Venezuelan diplomats who are loyal to Juan Guaidó are making their efforts to work more closely with U.S. President Donald Trump's administration and Florida lawmakers public.
Guaidó's U.S. ambassador, Carlos Vecchio, sent a letter Saturday to Craig S. Faller, the commander of the U.S. Southern Command, requesting a meeting. The letter published on social media says Vecchio is ready to discuss the U.S. assistance that was offered.
"We welcome the strategic and operational planning so that we may fulfill our constitutional obligation to the Venezuelan people," Vecchio wrote.
Guaidó is asking the U.S. for assistance with his efforts to oust Nicolás Maduro, who still has the support of the Venezuelan military top brass, and to help the Venezuelans who are suffering because of the economic crisis.
U.S. immigration laws have challenged the asylum bids of Venezuelan migrants in South Florida. The United Nations estimates there were at least 70,000 Venezuelan asylum-seekers in the U.S. from 2014 to 2018. The U.S. Citizenship and Immigration Services experienced an 88 percent increase in asylum petitions in 2017.

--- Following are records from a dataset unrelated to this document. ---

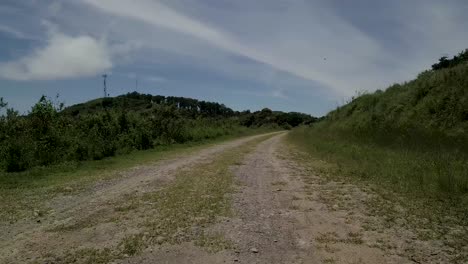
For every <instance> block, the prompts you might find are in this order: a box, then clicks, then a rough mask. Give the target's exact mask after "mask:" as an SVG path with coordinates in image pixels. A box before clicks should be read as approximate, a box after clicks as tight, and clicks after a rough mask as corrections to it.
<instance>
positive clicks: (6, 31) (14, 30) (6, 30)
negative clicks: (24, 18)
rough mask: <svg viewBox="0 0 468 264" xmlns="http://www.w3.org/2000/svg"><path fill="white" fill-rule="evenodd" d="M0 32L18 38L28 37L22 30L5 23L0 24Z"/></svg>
mask: <svg viewBox="0 0 468 264" xmlns="http://www.w3.org/2000/svg"><path fill="white" fill-rule="evenodd" d="M0 32H4V33H7V34H9V35H11V36H13V37H15V38H18V39H29V37H28V36H26V34H24V33H23V32H21V31H19V30H16V29H14V28H12V27H9V26H6V25H0Z"/></svg>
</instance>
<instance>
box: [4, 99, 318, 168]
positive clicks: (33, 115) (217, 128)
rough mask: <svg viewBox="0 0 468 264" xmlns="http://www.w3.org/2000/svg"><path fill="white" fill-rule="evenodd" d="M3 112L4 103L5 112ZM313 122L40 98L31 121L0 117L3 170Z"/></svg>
mask: <svg viewBox="0 0 468 264" xmlns="http://www.w3.org/2000/svg"><path fill="white" fill-rule="evenodd" d="M6 107H7V103H6V102H4V101H3V99H2V98H0V110H2V109H3V108H6ZM314 120H315V118H314V117H312V116H310V115H307V114H301V113H294V112H292V113H284V112H278V111H271V110H270V109H267V108H265V109H263V110H262V111H256V112H253V113H251V112H250V111H243V112H238V111H233V110H232V109H231V108H229V107H226V106H225V105H223V104H219V103H213V102H205V101H200V100H196V99H191V98H184V97H173V96H160V95H156V96H153V95H149V94H139V93H136V92H133V93H129V94H126V95H121V96H117V97H109V98H100V99H95V100H91V101H89V102H85V103H81V104H76V105H72V106H70V107H67V108H65V109H62V104H59V105H57V104H56V103H54V102H52V101H51V100H50V99H49V98H47V97H45V96H43V97H42V98H41V99H40V100H39V102H38V103H37V104H36V105H34V106H33V107H32V109H31V111H30V112H29V113H28V114H27V115H20V114H19V113H18V112H17V111H15V110H13V109H8V110H7V114H6V116H0V170H5V171H7V172H18V171H24V170H27V169H30V168H33V167H37V166H48V165H53V164H58V163H62V162H76V161H83V160H99V159H103V158H105V157H110V156H115V155H119V154H124V153H128V152H130V151H133V150H146V149H151V148H155V147H157V146H161V145H172V144H176V143H180V144H181V143H186V142H199V141H204V140H208V139H214V138H219V137H223V136H235V135H242V134H251V133H259V132H260V131H271V130H277V129H290V128H292V127H294V126H298V125H299V124H303V123H310V122H313V121H314ZM256 128H261V129H260V130H258V129H256Z"/></svg>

"There is no reason not to protect Venezuelans that are here," Rep. Donna Shalala told Local 10 News during a news conference Monday. "Even if the Maduro government failed tomorrow, they would still need to be protected here for a period of time."
Shalala and Rep. Debbie Murcarsel-Powell met with Vecchio's senior aide, Gustavo Marcano, to announce they are working together to help keep Venezuelan migrants from being deported from the U.S. through a temporary protected status.
Rep. Darren Soto, a Democrat, introduced the Venezuela TPS Act of 2019 and Rep. Mario Diaz-Balart, a Republican, co-sponsored it in January.
Other Florida co-sponsors include Reps. Debbie Wasserman-Schultz, Alcee Hastings, Stephanie Murphy, Charlie Crist, Kathy Castor and Ted Deutch. In February, the House Judiciary Committee referred the bill to the subcommittee on immigration and citizenship.